While students could have all of these motivations at different times in the class, Werth and Williams indicated that the more we can move students to the later types of regulation the more likely they are to make the deeper connections we want them to make.  We can do this by:

  • being explicit about why we’re doing these particular activities and assignments.  (A sentiment echoed this week in the CoLab’s Jump Start presentations from Dave Cormier and Jordan Noyes.)  “Offer clarity in assignment instructions.”  Students are demotivated by busywork; everything has to have purpose and be connected to something in their future, beyond just doing the assignment.   
  • “having students reflect on their own values and how the assignment may align with these values.”  Werth & Williams found that many students were deeply motivated by helping others.
  • “the more agency/choice a student had, the more likely they were to move beyond the first row of motivation.”
  • building in “as much connectivity, student-instructor and student-student, as possible.” This increases the audience for student work, even if it’s just within the classroom.

Now hang on for a tangent:

This session was *so* helpful.  For months now I’ve been mulling over Audrey Watters DPL keynote, in which she absolutely destroys our current ed tech (as she is wont to do and I’m here for it) and its use of the tools of behaviorism, e.g. who gets to decide what operant conditioning people get?  “To hell with the training that this system has given us – I want to be a lost pigeon.” I was on my chair cheering.  

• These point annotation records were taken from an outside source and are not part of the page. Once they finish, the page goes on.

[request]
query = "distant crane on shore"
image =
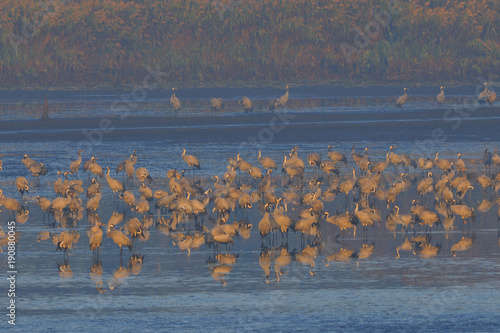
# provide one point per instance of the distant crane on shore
(440, 96)
(402, 99)
(176, 103)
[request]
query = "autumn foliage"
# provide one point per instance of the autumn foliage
(88, 42)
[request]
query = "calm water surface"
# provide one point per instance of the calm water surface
(176, 291)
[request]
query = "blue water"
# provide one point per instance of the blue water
(176, 291)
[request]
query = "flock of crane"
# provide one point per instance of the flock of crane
(352, 193)
(217, 104)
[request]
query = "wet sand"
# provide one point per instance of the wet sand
(480, 124)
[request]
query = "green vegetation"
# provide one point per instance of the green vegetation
(91, 42)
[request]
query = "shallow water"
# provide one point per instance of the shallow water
(174, 291)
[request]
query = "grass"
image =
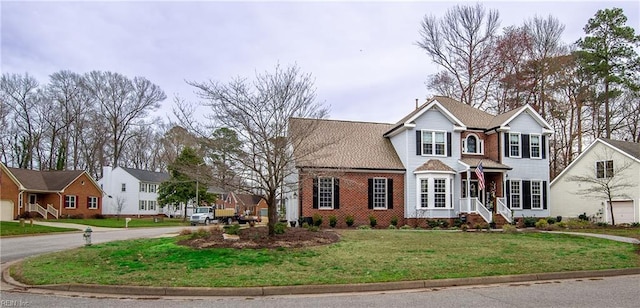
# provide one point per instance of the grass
(362, 256)
(8, 228)
(120, 223)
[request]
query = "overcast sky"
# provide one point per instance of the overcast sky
(362, 55)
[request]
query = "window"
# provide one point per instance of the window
(434, 191)
(440, 193)
(379, 193)
(604, 169)
(69, 202)
(472, 145)
(92, 203)
(434, 143)
(514, 144)
(515, 187)
(325, 193)
(536, 195)
(534, 146)
(424, 193)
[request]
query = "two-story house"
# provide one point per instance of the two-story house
(445, 160)
(132, 192)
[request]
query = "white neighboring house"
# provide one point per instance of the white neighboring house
(603, 159)
(136, 190)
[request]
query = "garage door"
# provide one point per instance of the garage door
(6, 210)
(623, 212)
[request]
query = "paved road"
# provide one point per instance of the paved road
(15, 248)
(619, 291)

I also felt like a fraud.  I can try to avoid the worst of the dodgy, intrusive and surveilling ed tech.  I can (and have) practiced ungrading.  But can I entirely avoid using behaviorism myself?  I’d love a world where students’ intrinsic motivation is encouraged and flourishes, where students choose what and how they want to learn (I have recently read Deschooling Society.)  But right now I have students who have been trained for years into a transactional educational system (the “Game of School” as Dave Cormier put it so well this week) and who because of that have scant intrinsic motivation.  Students who won’t do it if there’s no grade attached, because that’s the conditioning they’ve received their whole lives.  

For students who have been treated in such a way, it’s reasonable that they would expect the instructor to provide some motivation, even if it’s just sticks & carrots, external regulation stuff.  Also, my own experience has taught me that coming up with self motivation is hard sometimes, even for things that I know would make me happier or healthier.  I do feel like students have the expectation that one of my jobs is providing motivation or incentivizing.   (Am I way off base here?  Note to self: ask some students.)

So I’ve been mulling over what’s the sweet spot between “I’m straight up never going to use sticks or carrots because that’s some manipulative bs” and helping the real human students I have right now who have come up through a flawed system. And this session was particularly helpful, not in finding that balance, but in shifting the question and giving me a vocabulary to talk about it.  From “where is that balance point” to “what can I do to help that intrinsic motivation (or at least identified or integrated regulation) flourish.”